La promiscuité entre des opérateurs économiques et des acteurs politiques de haut rang n’est pas toujours de nature à favoriser le civisme fiscal au Faso. Car il est reconnu que les grands commerçants et autres entrepreneurs qui financent les activités des partis politiques ou sponsorisent des manifestations caritatives organisées par des personnalités attendent toujours un retour d’ascenseur. Soit en termes de marché, soit d’exonération d’impôt, ou de couverture en cas de pépin avec l’Administration en général ou le service des impôts en particulier. Tout compte fait, ils ne sont pas généreux pour rien. Le hic c’est que cette générosité a des effets polluants sur l’environnement des affaires.
Dans le jeu du chat et de la souris entre le service des impôts et les acteurs du monde économique, il y a aussi ceux qui comptent sur leur lien de sang avec tel ou tel môgô puissant du régime pour échapper au fisc et à toute forme de contrôle.

Ceux-là s’adonnent à tous les écarts possibles. Et lorsque surviennent des impairs, c’est toute la république qui est éclaboussée par leur gaffe. Dans ce lot, on cite les beaux-frères, les belles-sœurs, mais aussi les belles-mères proches ou lointaines.
Ainsi, dans l’affaire peu reluisante de « chèques roses » dans laquelle deux personnalités importantes du ministère de l’Economie et des Finances sont impliquées, certains sont déjà convaincus que ceux-ci joueront de leurs « liens de sang » pour se tirer d’affaire. Mais apparemment, l’affaire est plus sérieuse qu’on ne peut l’imaginer, puisque les intéressés auraient été déférés à la Maison d’arrêt et de correction de Ouagadougou (Maco) en attendant qu’ils soient situés sur leur sort. Ce malgré leur statut et leurs relations.

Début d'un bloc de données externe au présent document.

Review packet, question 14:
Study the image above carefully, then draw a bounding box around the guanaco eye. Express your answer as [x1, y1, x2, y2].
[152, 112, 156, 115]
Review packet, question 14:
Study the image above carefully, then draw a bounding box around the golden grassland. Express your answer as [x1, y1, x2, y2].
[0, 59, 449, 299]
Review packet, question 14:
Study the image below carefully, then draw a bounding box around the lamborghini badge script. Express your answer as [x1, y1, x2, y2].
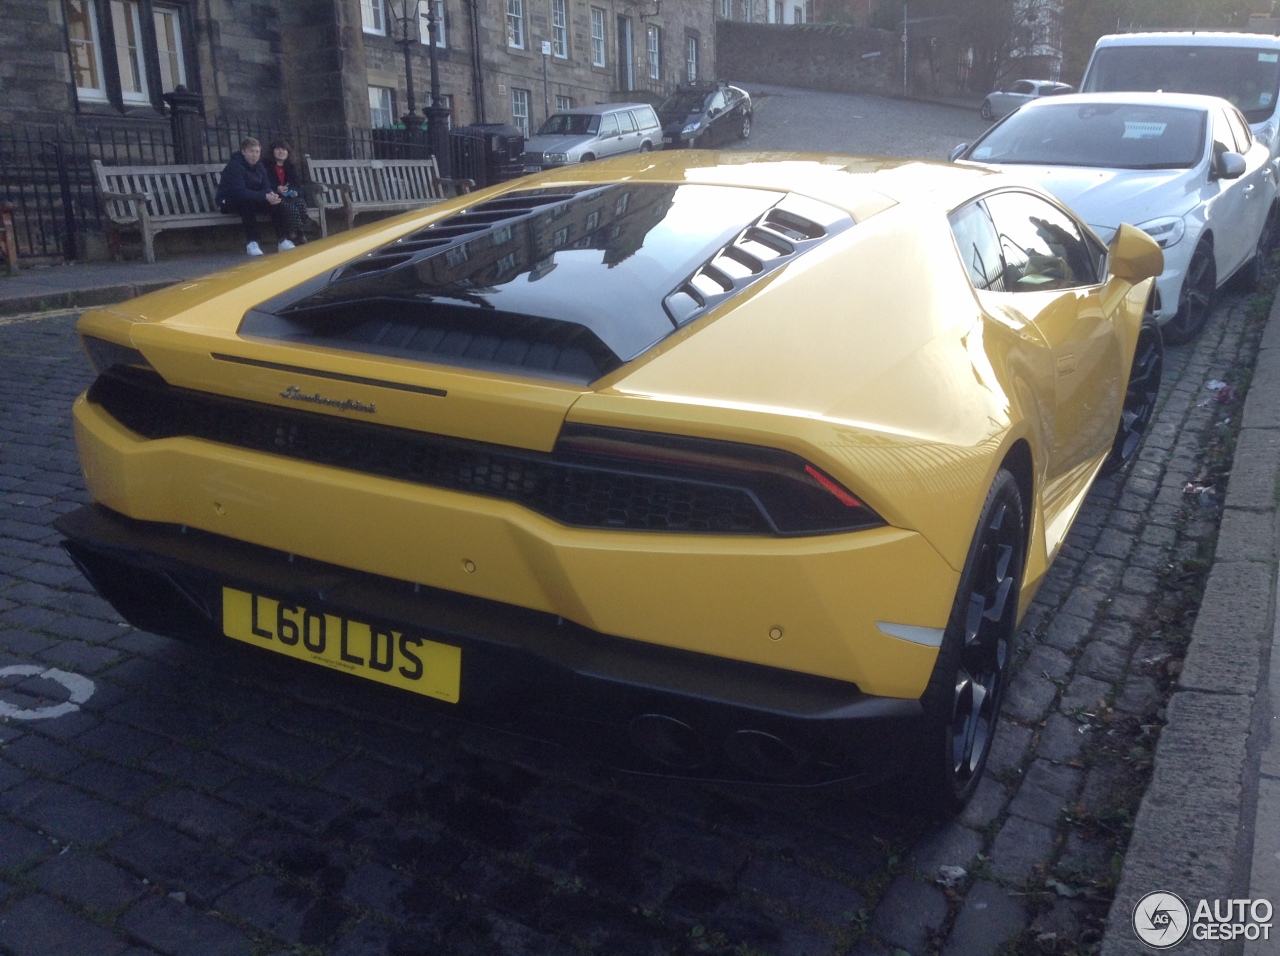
[280, 385, 376, 414]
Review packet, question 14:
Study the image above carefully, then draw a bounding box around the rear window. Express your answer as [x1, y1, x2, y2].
[1083, 44, 1280, 125]
[631, 106, 658, 128]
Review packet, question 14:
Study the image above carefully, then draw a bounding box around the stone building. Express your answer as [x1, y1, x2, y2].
[1, 0, 719, 137]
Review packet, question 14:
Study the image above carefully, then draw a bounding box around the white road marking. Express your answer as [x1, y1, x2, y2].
[0, 665, 95, 720]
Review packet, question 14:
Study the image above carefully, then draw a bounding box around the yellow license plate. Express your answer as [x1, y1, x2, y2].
[221, 587, 460, 703]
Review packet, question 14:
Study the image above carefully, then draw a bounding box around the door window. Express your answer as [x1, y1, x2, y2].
[598, 114, 619, 137]
[981, 191, 1104, 290]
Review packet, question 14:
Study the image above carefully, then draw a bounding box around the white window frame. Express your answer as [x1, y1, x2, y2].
[507, 0, 526, 48]
[686, 36, 697, 82]
[154, 5, 187, 94]
[590, 7, 606, 67]
[111, 1, 150, 104]
[68, 0, 107, 102]
[512, 87, 531, 137]
[555, 94, 572, 111]
[369, 85, 395, 127]
[361, 0, 386, 35]
[552, 0, 568, 58]
[646, 25, 660, 81]
[720, 0, 732, 19]
[418, 0, 446, 47]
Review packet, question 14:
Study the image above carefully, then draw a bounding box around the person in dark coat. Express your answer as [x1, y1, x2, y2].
[262, 139, 311, 249]
[215, 137, 282, 256]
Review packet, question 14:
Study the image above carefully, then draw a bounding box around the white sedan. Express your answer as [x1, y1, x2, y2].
[953, 92, 1278, 343]
[980, 79, 1073, 121]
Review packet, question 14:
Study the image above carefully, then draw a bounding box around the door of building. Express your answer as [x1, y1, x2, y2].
[617, 15, 634, 91]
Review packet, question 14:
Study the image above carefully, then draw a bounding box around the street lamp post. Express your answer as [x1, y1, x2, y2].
[393, 0, 423, 129]
[422, 1, 453, 175]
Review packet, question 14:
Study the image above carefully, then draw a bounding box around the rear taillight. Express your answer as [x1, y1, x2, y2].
[554, 424, 884, 535]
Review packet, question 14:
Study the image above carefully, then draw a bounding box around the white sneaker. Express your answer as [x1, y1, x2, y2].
[278, 239, 296, 251]
[246, 241, 263, 256]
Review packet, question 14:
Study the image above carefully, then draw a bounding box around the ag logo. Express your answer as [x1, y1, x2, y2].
[1133, 891, 1190, 948]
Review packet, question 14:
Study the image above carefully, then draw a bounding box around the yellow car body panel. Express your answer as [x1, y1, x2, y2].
[72, 394, 951, 698]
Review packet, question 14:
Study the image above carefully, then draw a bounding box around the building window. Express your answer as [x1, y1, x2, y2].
[445, 244, 470, 267]
[66, 1, 189, 111]
[553, 226, 570, 247]
[154, 6, 186, 94]
[720, 0, 731, 19]
[512, 87, 531, 136]
[361, 0, 386, 34]
[646, 25, 660, 81]
[792, 4, 803, 22]
[493, 225, 513, 245]
[772, 0, 781, 21]
[552, 0, 568, 58]
[369, 85, 395, 127]
[591, 7, 606, 66]
[686, 36, 697, 82]
[555, 94, 572, 111]
[67, 1, 106, 101]
[418, 0, 446, 47]
[507, 0, 525, 48]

Le pasteur Testicus Zorro pourra-t-il résister aux « interventions » et autres influences dans sa croisade contre l’incivisme fiscal ou laissera-t-il passer les gros poissons à travers la nasse ? Il est peut-être encore trop tôt pour en juger. Ce qui est sûr, c’est que ce nouveau front ne sera pas de tout repos pour lui. Mais c’est seulement lorsqu’il ira jusqu’au bout qu’il pourra prouver sa ténacité et donc sa capacité à briser ces mauvaises pratiques qui plombent dangereusement l’économie burkinabè.